Engineering Adaptive Multiagent Systems

José M. Vidal

University of South Carolina


In the past twenty years we have seen an increasing emphasis on the study of the dynamics of complex systems such as the human immune system and the economy. Some of this work is reflected in volumes such as [1, 2, 3]. The belief is that we need to understand the relationships between disparate phenomena in order to determine the long-term repercussions of local actions. For example, economic policies like sanctions can have dire consequences on the environment because they might set off a sequence of events that result in undesirable consequences.

The rise of Internet and pervasive computing are prompting the need to understand and engineer systems of similar complexity. These systems, however, are composed of articial agents which implement machine learning techniques and will be refered to as adaptive multiagent systems. Examples range from simple adaptive embeded systems for pervasive computing and systems for dynamic resource allocation under uncertainty to grandiose world-wide electronic marketplaces of agents, global information exchanges, and ``global brains'' [4] that accrue humanity's knowledge.

In the following section I present my plan to study the dynamics of adaptive multiagent systems in order to develop a predictive theory of their dynamics and a methodology for the engineering of utility-based adaptive multiagent systems. I also present an system architecture and development plan for an incentive-compatible information exchange system. This system will use the engineering techniques I develop as well as serve as a first step towards realizing the visionary scenarios described above.

Adaptive Multiagent Systems

An adaptive multiagent system is composed of articial (software) agents that use machine-learning techniques to improve their behavior over time. The behaviors it exhibits are sometimes those of a naturally-occurring complex adaptive systems [5] but, since artificial agents have different characteristics from animals (e.g., they learn in a different way and do not reproduce), their emergent behavior is different.

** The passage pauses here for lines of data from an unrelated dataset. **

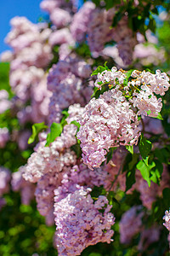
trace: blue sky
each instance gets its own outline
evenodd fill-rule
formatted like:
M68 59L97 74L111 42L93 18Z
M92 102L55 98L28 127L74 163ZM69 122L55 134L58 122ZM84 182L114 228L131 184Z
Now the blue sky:
M37 22L44 15L39 8L42 0L0 0L0 53L8 47L3 42L10 30L9 20L14 16L26 16L32 22Z

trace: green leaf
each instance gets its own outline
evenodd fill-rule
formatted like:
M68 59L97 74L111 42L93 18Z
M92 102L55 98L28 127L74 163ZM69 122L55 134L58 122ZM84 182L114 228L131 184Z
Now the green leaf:
M47 143L45 144L46 147L48 147L49 144L56 139L57 137L60 136L63 131L63 126L61 124L53 123L50 127L50 132L48 134L47 137Z
M145 160L151 150L151 143L149 140L147 140L143 134L141 134L140 142L139 143L139 149L142 158Z
M154 161L152 161L150 163L150 165L149 165L149 166L147 166L144 162L143 160L140 160L137 165L136 165L136 168L138 170L140 171L140 173L143 177L143 178L147 181L148 183L148 186L150 186L150 170L156 166L156 164Z
M68 113L68 111L66 111L66 110L63 110L61 113L64 116L60 121L60 124L61 124L62 127L64 127L65 125L68 125L68 123L65 119L69 116L69 113Z
M140 160L137 166L137 169L140 171L140 173L143 177L143 178L147 181L148 186L150 186L150 169L148 166L144 164L143 160Z
M28 139L28 144L31 144L35 141L38 133L47 128L48 128L48 126L44 125L44 122L34 124L32 125L32 134Z
M80 129L81 125L78 122L74 120L74 121L71 122L71 124L75 125L78 128L78 130Z
M93 73L91 74L91 76L94 76L94 75L96 75L98 74L99 73L102 73L103 71L105 71L106 68L102 67L102 66L99 66L98 68L96 68L96 70L94 70L93 72Z
M125 146L125 148L127 148L127 150L128 150L132 154L133 154L133 145L132 146Z
M163 201L165 205L167 206L167 208L169 207L169 198L170 198L170 189L169 188L166 188L163 189L162 192L163 195Z
M136 170L136 164L139 160L139 154L130 154L131 160L129 159L128 163L125 163L127 166L128 172L126 173L126 192L130 189L133 184L135 183L135 170Z
M66 110L63 110L61 113L62 113L62 114L64 114L65 116L65 118L67 118L69 116L69 113Z
M132 160L128 163L128 170L132 170L137 164L139 160L139 154L133 154L132 155Z
M133 168L126 173L126 192L135 183L135 168Z

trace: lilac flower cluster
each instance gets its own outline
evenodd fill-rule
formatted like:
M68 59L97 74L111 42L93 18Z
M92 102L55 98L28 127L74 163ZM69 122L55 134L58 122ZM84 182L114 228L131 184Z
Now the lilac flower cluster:
M115 223L110 212L111 206L103 195L94 203L88 191L89 189L77 188L54 204L55 243L59 255L80 255L90 245L111 241L114 231L110 228ZM103 214L99 212L101 209L104 209Z
M62 110L74 103L82 106L89 101L92 86L86 86L91 69L84 61L69 58L54 65L48 77L48 88L53 92L49 103L49 123L60 122Z
M116 89L92 99L78 121L81 127L77 138L82 160L89 168L99 167L110 148L135 144L140 135L137 115Z
M35 185L22 177L22 168L12 174L11 185L14 191L20 192L22 204L29 205L34 198Z
M141 206L134 206L122 215L119 223L122 243L129 243L133 237L140 231L143 216Z

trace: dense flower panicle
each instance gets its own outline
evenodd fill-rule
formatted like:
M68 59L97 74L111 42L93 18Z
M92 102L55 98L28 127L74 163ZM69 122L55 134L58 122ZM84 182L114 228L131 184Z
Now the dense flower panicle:
M156 70L156 74L150 72L138 72L134 70L132 76L136 78L137 81L139 81L141 84L147 85L152 92L161 96L165 95L165 91L170 87L169 78L167 73L161 73L160 70Z
M134 206L122 216L119 223L121 243L130 243L133 237L140 231L142 228L142 217L144 215L141 210L141 206Z
M55 245L59 255L80 255L82 250L99 241L111 241L115 218L105 196L94 203L89 189L82 187L54 204ZM105 207L106 206L106 207ZM99 210L104 209L104 213Z
M23 177L26 180L35 183L46 173L59 173L62 172L64 166L73 166L76 164L76 154L70 148L76 143L75 135L77 127L70 122L76 120L77 114L82 113L82 110L79 104L69 108L70 115L66 119L68 125L65 125L60 137L58 137L49 147L45 147L47 134L40 134L40 143L25 166Z
M22 204L29 205L34 198L35 185L22 177L22 169L20 166L18 172L12 174L11 185L14 191L20 191Z
M8 192L10 177L10 171L0 166L0 196Z
M0 148L3 148L8 140L8 129L7 127L0 128Z
M80 185L83 185L84 189L101 185L106 187L109 177L108 172L101 168L92 171L84 164L76 165L68 173L64 173L61 185L54 190L55 202L65 198L70 193L74 193Z
M49 123L60 122L62 110L74 103L84 106L90 99L92 86L85 79L91 73L84 61L68 59L54 66L48 77L48 88L53 92L49 103Z
M115 9L108 11L95 8L91 11L88 24L88 44L94 57L98 57L105 44L112 40L115 28L112 24Z
M116 81L118 79L119 84L116 85L116 88L119 88L120 84L123 84L123 81L126 78L124 73L121 70L116 69L116 67L111 68L111 71L105 70L101 73L98 73L98 79L94 83L94 85L99 89L101 89L101 82L102 84L105 83L110 83L113 85L116 85Z
M136 144L140 135L136 114L116 89L92 99L78 121L77 138L89 168L99 167L110 148Z
M8 93L5 90L0 90L0 114L10 107L11 102L8 100Z
M46 217L48 225L54 224L54 190L60 184L61 173L44 174L37 182L35 191L37 210Z
M94 9L95 4L94 3L85 2L80 10L73 16L71 32L76 42L82 43L85 40L89 17Z
M69 148L76 144L76 127L67 125L61 137L45 147L46 141L39 143L25 166L23 177L26 180L37 182L45 173L60 172L65 166L76 163L76 154Z

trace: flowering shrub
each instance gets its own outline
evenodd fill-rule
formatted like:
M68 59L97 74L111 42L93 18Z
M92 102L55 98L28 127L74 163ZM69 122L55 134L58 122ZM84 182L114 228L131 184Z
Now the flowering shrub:
M153 32L169 5L76 3L43 0L43 22L11 20L0 254L168 255L170 48Z

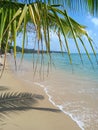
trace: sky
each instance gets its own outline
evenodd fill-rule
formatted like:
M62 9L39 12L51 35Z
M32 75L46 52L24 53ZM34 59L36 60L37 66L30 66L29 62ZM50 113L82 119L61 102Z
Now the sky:
M96 52L98 53L98 18L91 16L89 13L75 14L72 12L68 12L68 14L74 20L79 22L80 24L86 26L86 30L87 30L89 36L93 39L94 48L95 48ZM20 45L21 44L20 42L22 43L21 35L19 35L17 38L17 45ZM33 44L34 42L35 42L34 36L29 33L28 34L28 44L26 44L26 47L34 48L34 44ZM84 39L84 42L85 42L88 52L92 53L92 49L86 39ZM81 44L79 45L79 47L80 47L81 53L84 53L85 51L84 51L83 47L81 46ZM70 48L71 53L77 52L75 44L70 39L69 39L69 48ZM51 33L51 50L60 51L59 41L58 41L57 36L54 33Z

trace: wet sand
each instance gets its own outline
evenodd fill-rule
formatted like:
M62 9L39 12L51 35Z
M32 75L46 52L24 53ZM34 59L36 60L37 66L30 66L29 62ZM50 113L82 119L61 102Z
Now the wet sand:
M0 94L26 92L43 97L43 99L37 99L37 102L32 105L32 109L8 111L7 114L3 114L3 118L0 116L1 130L80 130L76 122L49 102L43 88L19 79L12 73L8 65L0 79L0 88Z

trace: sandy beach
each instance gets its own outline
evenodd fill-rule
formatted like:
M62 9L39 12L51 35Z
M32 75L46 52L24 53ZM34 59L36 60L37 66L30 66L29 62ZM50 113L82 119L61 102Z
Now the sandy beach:
M30 110L7 112L3 119L0 116L0 130L80 130L76 122L49 102L43 88L22 81L11 72L8 65L0 79L0 88L0 94L27 92L43 97L38 98Z

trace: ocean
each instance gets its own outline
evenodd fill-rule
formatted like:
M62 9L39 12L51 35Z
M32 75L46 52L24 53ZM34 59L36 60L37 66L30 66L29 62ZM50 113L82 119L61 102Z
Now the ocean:
M98 130L98 54L25 54L20 63L17 54L17 76L42 87L49 101L74 120L81 130Z

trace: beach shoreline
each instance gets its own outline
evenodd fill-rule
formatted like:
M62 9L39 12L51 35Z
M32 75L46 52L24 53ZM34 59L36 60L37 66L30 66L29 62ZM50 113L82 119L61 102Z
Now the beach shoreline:
M43 88L34 84L30 85L19 79L12 73L8 64L0 79L0 86L7 88L7 90L4 90L5 92L28 92L44 97L44 100L38 100L34 104L35 109L33 110L18 111L18 114L9 113L10 116L8 117L10 118L5 118L4 122L6 123L1 125L3 130L80 130L75 121L49 102L49 97ZM0 93L4 93L4 91L0 91Z

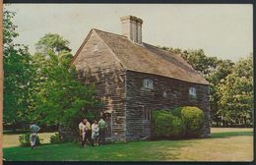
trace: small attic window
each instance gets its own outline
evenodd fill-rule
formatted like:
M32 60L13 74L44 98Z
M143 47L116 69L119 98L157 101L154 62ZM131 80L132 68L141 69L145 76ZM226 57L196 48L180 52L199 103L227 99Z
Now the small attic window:
M153 89L153 80L151 80L151 79L143 80L143 86Z
M97 44L95 44L95 45L94 45L94 50L95 50L95 52L98 50Z
M189 87L189 96L191 98L196 98L197 97L196 87Z

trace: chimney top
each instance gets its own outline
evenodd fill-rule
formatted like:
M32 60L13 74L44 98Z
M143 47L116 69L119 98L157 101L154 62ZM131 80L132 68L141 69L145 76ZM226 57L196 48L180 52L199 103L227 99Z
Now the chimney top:
M142 43L142 19L135 16L124 16L120 18L122 35L127 36L135 43Z
M131 15L129 15L129 16L123 16L123 17L120 18L120 20L121 20L121 21L131 20L131 21L134 21L134 22L143 24L142 19L137 18L137 17L135 17L135 16L131 16Z

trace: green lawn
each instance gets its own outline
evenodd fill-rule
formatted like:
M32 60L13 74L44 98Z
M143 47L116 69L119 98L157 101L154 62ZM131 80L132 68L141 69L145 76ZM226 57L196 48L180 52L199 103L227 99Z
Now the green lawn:
M6 160L17 161L252 161L253 130L213 128L211 138L200 139L132 141L85 148L62 143L3 150Z

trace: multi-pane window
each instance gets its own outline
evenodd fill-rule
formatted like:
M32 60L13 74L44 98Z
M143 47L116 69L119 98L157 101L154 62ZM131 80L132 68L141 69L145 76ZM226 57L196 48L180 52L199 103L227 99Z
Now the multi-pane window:
M153 89L153 80L151 80L151 79L143 80L143 86L147 87L147 88L152 88Z
M145 121L151 120L151 111L148 109L144 109L144 120Z
M197 97L196 87L189 87L189 96L192 98Z
M95 52L97 51L97 50L98 50L97 44L95 44L95 45L94 45L94 48L95 48Z

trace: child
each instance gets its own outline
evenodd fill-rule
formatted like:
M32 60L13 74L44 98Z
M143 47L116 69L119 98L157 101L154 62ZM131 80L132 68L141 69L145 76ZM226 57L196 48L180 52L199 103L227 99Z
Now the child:
M98 145L98 124L96 120L92 125L92 139L94 139L95 145Z

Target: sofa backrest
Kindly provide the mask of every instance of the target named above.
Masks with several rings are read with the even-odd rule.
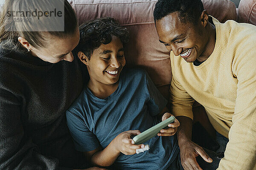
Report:
[[[256,0],[241,0],[238,6],[239,23],[246,23],[256,26]]]
[[[145,69],[158,89],[168,98],[172,79],[169,52],[159,41],[153,12],[157,0],[69,0],[81,24],[96,18],[110,17],[129,31],[125,47],[128,66]],[[235,4],[228,0],[204,0],[208,13],[220,21],[235,20]]]

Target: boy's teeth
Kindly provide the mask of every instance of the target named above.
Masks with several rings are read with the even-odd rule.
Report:
[[[189,49],[188,51],[187,51],[186,53],[183,53],[183,54],[180,54],[180,56],[182,56],[182,57],[186,56],[187,55],[188,55],[189,54],[189,52],[190,52],[191,50],[191,49]]]
[[[118,72],[118,71],[107,71],[107,72],[111,74],[116,74]]]

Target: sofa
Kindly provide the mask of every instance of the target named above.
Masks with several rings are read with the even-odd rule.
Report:
[[[169,53],[158,40],[153,12],[157,0],[68,0],[79,24],[94,18],[111,17],[130,33],[125,47],[128,67],[138,67],[148,73],[163,95],[168,99],[172,80]],[[256,24],[256,0],[241,0],[236,9],[229,0],[203,0],[209,14],[224,23],[236,20]]]
[[[146,70],[163,96],[168,99],[172,80],[169,52],[159,41],[153,13],[157,0],[68,0],[79,24],[111,17],[129,31],[124,47],[127,67]],[[228,20],[256,25],[256,0],[241,0],[238,8],[229,0],[202,0],[208,14],[221,23]],[[199,122],[214,138],[215,131],[204,108],[195,102],[194,122]]]

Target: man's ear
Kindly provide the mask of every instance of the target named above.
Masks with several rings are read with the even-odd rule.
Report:
[[[79,57],[79,59],[81,61],[83,62],[84,64],[86,65],[88,65],[88,61],[89,61],[89,59],[88,57],[85,55],[82,51],[79,51],[77,53],[77,56]]]
[[[208,18],[209,16],[208,13],[207,12],[207,11],[206,10],[206,9],[205,9],[204,11],[203,11],[203,12],[202,12],[201,16],[200,17],[201,23],[202,23],[202,25],[204,27],[205,27],[205,26],[207,25]]]
[[[31,49],[31,45],[29,42],[28,42],[28,41],[27,41],[25,38],[22,37],[18,37],[18,40],[25,48],[28,50],[30,50]]]

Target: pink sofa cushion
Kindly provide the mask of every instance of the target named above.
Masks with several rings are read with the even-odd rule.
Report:
[[[256,0],[241,0],[238,6],[239,23],[256,25]]]
[[[224,23],[227,20],[236,20],[236,5],[229,0],[203,0],[208,14]]]
[[[204,0],[209,14],[221,21],[236,19],[236,8],[228,0]],[[96,18],[111,17],[130,31],[125,47],[127,65],[145,69],[166,98],[172,80],[169,53],[159,41],[153,12],[157,0],[69,0],[80,24]],[[205,5],[206,4],[206,5]],[[212,10],[212,8],[215,8]],[[225,9],[220,10],[219,9]],[[233,9],[234,11],[233,11]],[[236,15],[235,15],[236,16]],[[230,17],[230,18],[229,18]]]

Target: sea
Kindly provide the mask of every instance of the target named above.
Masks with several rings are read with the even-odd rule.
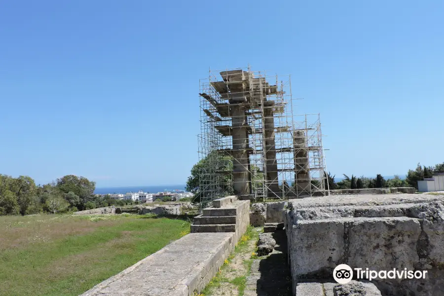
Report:
[[[94,190],[96,194],[111,194],[113,193],[120,193],[124,194],[126,192],[137,192],[140,190],[144,192],[150,193],[157,193],[163,191],[171,191],[175,189],[185,190],[185,184],[180,185],[144,185],[141,186],[128,186],[124,187],[101,187],[96,188]]]

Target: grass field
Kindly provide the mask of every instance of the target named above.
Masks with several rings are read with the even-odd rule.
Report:
[[[0,296],[78,295],[189,232],[139,215],[0,217]]]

Since the agents in these systems are constantly learning about the effects of their actions, the world they live in, the behaviors of the other agents, and the effect that these behaviors have on the system, it is a challenge to build systems that will exhibit a specified behavior.

A simple example is the use of machine-learning agents in the iterated Prisoner's Dilemma [6]. Another example is the e-commerce system with agents buying and selling from each other and learning about the quality of goods and services received [7]. In this system the agents could learn models of other agents and can make better decisions about who to trade with and who to avoid [8].

Since the agents in an adaptive multiagent system are constantly changing their behavior to incorporate the new learned knowledge and they interact with each other in complex ways, it is hard to determine how the system as a whole will behave. Currently the only general way to find out what will happen is by actually taking the time to build the whole system and running it. However, it is very important to determine beforehand what to expect in terms of system dynamics. For example, we would not want to build a system where the agents end up not communicating with each other, or where they communicate so much they overwhelm the communications infrastructure, or where a few agents are destined to become dictators of the whole system, etc.

Engineering Adaptive Multiagent Systems

The theory I am developing views agents as utility maximizing or rational entities in much the same way economists view humans as rational utility maximizing agents. However my agents must learn which behaviors lead them to the highest payoff. Of course, as one agent adapts by changing its behavior, this might affect the utility that all the other agents receive.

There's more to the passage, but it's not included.